Without naming them directly, the Yanyuwa woman issued one of her strongest criticisms yet of the NT government, saying, "While Corrections is doing what they can, it is NT laws that are driving this situation. It is unacceptable for both prisoners and staff".

"Our prisons are holding people who have not been convicted of a crime because of laws which drastically reduce the circumstances under which they can be granted bail.

"As the Royal Commission into Aboriginal Deaths in Custody made clear, the best way to reduce First Nations deaths in custody is to reduce the high incarceration rate of our people."

Senior Warlpiri Elder Ned Jampijinpa Hargraves, whose grandson Kumanjayi White died in police custody earlier this year, echoed these concerns.

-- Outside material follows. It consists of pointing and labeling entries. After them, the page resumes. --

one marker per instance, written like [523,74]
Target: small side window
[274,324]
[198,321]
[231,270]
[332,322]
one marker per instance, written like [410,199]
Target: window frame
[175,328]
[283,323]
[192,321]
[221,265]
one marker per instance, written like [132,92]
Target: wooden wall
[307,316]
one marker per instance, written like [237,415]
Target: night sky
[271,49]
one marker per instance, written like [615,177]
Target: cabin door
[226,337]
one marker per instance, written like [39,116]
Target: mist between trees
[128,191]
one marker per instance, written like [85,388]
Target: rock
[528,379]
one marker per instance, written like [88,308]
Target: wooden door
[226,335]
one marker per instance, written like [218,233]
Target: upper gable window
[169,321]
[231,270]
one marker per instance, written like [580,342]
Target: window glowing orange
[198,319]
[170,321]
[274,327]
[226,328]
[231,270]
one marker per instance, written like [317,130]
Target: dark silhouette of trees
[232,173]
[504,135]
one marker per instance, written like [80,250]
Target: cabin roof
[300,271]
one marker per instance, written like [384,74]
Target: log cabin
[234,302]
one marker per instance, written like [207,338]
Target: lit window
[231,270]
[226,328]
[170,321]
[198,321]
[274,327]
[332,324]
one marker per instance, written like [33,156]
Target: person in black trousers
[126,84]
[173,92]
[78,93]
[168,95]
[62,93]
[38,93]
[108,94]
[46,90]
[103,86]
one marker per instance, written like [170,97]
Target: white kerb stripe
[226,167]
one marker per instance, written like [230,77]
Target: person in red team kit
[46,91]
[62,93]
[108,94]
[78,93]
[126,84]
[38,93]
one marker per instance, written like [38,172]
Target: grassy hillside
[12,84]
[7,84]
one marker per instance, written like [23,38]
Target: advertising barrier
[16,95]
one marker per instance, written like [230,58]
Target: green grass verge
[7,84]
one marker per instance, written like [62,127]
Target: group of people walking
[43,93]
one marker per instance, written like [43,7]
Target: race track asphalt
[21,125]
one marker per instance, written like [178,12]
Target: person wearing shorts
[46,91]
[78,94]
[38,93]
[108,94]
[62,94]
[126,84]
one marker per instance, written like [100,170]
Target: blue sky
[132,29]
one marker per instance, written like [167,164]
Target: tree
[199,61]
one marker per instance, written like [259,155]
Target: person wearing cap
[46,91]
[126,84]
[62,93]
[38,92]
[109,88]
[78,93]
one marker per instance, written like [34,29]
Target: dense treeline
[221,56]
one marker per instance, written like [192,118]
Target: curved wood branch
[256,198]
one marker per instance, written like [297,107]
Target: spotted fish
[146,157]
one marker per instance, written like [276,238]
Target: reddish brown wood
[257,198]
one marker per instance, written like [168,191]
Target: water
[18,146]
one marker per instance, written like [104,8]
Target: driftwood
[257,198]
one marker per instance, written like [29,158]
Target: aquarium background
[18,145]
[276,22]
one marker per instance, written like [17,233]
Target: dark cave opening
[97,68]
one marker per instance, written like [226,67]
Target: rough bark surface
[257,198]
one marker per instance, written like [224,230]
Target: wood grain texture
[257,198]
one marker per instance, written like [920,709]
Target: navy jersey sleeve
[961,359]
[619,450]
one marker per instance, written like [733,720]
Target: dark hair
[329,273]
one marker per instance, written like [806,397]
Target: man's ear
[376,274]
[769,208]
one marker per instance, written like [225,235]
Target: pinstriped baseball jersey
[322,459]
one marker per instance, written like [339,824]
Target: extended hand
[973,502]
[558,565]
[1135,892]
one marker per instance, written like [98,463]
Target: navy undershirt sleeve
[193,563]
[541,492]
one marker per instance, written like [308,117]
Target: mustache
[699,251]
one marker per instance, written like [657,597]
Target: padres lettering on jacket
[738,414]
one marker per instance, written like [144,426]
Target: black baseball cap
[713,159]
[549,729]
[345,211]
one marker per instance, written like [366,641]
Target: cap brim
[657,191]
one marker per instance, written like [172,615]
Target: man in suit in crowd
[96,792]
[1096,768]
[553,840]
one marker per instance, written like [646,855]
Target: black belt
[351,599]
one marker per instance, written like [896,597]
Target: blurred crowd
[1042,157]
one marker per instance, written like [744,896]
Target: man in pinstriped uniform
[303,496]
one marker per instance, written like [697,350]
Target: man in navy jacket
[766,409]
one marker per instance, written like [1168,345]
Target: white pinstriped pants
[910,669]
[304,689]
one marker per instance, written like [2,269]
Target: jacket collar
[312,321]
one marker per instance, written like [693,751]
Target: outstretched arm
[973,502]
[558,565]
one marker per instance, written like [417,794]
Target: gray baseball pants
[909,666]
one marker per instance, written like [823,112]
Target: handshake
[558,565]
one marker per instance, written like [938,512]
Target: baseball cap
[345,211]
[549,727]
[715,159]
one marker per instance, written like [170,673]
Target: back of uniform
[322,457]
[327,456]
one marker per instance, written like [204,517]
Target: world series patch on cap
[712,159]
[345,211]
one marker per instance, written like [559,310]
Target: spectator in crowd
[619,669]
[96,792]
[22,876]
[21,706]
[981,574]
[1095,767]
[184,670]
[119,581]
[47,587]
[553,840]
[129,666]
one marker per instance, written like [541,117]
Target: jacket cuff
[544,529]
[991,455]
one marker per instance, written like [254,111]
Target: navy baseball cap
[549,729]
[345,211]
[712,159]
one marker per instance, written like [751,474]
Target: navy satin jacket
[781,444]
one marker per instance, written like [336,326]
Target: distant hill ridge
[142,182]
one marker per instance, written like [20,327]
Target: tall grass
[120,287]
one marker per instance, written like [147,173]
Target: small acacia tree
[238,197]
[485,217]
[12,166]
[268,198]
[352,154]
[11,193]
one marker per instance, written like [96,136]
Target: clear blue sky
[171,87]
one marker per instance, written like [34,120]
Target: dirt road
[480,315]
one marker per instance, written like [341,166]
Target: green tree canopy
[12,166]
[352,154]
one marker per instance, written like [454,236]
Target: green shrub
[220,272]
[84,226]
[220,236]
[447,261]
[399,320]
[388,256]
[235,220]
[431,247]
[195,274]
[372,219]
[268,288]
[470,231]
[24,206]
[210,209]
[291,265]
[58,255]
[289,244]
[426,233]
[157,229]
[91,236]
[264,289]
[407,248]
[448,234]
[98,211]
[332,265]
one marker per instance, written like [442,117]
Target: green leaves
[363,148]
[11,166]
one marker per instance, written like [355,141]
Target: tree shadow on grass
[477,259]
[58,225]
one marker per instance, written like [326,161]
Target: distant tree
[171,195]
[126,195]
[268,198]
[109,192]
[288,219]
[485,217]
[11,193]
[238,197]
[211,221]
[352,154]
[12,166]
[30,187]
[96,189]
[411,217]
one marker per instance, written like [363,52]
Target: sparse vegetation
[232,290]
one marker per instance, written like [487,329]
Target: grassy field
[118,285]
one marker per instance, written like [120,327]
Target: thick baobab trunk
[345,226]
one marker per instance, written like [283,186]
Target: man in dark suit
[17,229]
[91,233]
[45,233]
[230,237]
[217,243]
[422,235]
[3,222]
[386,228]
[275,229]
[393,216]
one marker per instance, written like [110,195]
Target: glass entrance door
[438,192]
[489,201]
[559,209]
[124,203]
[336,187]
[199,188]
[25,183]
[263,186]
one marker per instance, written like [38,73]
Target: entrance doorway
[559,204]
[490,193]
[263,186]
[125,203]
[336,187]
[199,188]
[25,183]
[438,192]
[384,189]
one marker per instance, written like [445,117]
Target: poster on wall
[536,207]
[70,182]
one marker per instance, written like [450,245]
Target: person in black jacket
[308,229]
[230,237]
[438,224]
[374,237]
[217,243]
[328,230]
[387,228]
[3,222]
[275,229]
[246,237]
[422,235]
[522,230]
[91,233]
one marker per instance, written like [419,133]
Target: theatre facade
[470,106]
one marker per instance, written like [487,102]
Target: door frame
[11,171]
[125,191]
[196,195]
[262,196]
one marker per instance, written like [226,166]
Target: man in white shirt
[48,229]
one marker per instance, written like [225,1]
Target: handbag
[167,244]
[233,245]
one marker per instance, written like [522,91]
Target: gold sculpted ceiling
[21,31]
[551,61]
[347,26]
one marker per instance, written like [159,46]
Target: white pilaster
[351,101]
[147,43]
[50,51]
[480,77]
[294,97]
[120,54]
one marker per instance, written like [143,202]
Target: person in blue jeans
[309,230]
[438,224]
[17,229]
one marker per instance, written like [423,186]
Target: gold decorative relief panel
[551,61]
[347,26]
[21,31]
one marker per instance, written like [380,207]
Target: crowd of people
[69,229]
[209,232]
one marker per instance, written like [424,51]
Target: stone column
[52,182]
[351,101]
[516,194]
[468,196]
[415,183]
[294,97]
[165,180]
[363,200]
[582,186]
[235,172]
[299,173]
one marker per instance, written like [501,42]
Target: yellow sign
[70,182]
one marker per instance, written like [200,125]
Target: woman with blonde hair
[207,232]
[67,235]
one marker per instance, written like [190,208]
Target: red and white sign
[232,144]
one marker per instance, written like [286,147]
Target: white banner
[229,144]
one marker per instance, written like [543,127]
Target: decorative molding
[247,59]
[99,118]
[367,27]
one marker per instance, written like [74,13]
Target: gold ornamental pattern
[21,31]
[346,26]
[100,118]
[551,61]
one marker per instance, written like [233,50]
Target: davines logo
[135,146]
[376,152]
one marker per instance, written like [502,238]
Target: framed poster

"Our people have the solutions; we need to take back our rights to run our community and to have peace," he said.

The Walker family also reiterated the importance of community-led solutions.

"These measures are not only about keeping Yuendumu safe, but also about ensuring our right to self-determination," they said in a statement.

"When we are able to shape our futures and govern our own communities, our people are stronger, our outcomes improve, and our culture flourishes."

The NT is a signatory to the national Closing the Gap agreement — a pact that explicitly aims to reduce Indigenous incarceration and ensure community-led solutions. Yet its current direction appears increasingly at odds with these commitments.

The findings from the Walker inquest are not legally enforceable, and the NT Government has shown little inclination to adopt policies which go against its 'tough on crime' mantra. However, they are required to follow the Closing the Gap agreement — something many of their policies often disregard.

Whether these findings prompt genuine reform or become another shelved document in the long history of Aboriginal deaths in custody now depends on political will. If the NT government continues to conflate punishment with safety, it risks deepening the cycles of harm that the coroner outlined.